Related Work & Insights¶
- vs. Bao et al. (Analytic-DPM): They derive optimal ELBO under discrete Gaussian reverse processes to determine optimal reverse (co)variance; this work considers the general continuous case and provides a training-free estimator for the optimal loss value itself.
- vs. Karras et al. (EDM / EDM2): EDM models decompose the design space and tune weights empirically; this work provides a more principled basis for such schedules using the "loss gap" and further improves FID even on top of EDM2.
- vs. Existing Diffusion Scaling Studies: Prior works often use raw training loss, which is "contaminated" by the optimal loss floor.
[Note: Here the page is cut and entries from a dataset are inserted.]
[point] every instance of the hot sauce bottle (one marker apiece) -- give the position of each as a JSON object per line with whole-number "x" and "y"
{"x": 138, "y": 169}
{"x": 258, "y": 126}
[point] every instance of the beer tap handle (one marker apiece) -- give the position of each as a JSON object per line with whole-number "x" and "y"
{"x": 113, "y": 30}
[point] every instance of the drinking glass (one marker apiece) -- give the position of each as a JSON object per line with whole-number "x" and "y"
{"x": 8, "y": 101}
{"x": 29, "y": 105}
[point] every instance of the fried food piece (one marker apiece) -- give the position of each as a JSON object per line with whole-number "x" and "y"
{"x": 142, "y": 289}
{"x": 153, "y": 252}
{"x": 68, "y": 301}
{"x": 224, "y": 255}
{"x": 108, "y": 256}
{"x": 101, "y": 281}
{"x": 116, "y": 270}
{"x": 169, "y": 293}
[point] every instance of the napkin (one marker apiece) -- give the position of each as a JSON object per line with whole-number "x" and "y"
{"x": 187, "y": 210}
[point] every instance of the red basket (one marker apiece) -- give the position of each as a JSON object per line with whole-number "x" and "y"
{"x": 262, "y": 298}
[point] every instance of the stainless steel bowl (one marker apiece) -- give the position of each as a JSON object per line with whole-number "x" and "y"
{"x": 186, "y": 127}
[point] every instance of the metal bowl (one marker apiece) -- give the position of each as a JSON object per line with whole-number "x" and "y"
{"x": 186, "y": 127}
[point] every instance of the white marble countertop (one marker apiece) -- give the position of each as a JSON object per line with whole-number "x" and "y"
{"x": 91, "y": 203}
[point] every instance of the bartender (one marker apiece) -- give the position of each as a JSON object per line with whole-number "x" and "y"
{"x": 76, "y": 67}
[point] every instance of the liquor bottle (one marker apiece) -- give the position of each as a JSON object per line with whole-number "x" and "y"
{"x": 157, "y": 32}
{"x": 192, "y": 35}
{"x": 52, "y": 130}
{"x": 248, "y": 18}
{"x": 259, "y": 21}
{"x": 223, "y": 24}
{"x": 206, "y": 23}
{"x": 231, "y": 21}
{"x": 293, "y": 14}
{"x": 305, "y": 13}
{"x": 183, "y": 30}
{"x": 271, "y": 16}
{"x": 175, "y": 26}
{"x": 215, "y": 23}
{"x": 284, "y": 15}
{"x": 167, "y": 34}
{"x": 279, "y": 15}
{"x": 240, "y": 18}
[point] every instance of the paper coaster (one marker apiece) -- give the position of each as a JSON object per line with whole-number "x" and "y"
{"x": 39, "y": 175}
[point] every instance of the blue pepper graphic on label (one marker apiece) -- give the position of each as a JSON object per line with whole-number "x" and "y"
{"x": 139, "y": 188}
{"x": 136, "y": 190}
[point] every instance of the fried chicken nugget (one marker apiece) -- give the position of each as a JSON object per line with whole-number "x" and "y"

This work uses the loss gap to correct the power law form.
Rating¶
- Novelty: ⭐⭐⭐⭐⭐ Systematically proposes and estimates "optimal loss" for diffusion, turning a relative metric into an absolute one.
- Experimental Thoroughness: ⭐⭐⭐⭐ Extensive coverage of CIFAR-10/ImageNet across scales (120M–1.5B).
- Writing Quality: ⭐⭐⭐⭐ Logical progression from theory to application; however, heavy use of notation might pose a barrier to general readers.
- Value: ⭐⭐⭐⭐⭐ Provides a reusable diagnostic tool + plug-and-play schedule + cleaner scaling framework with universal value for diffusion research.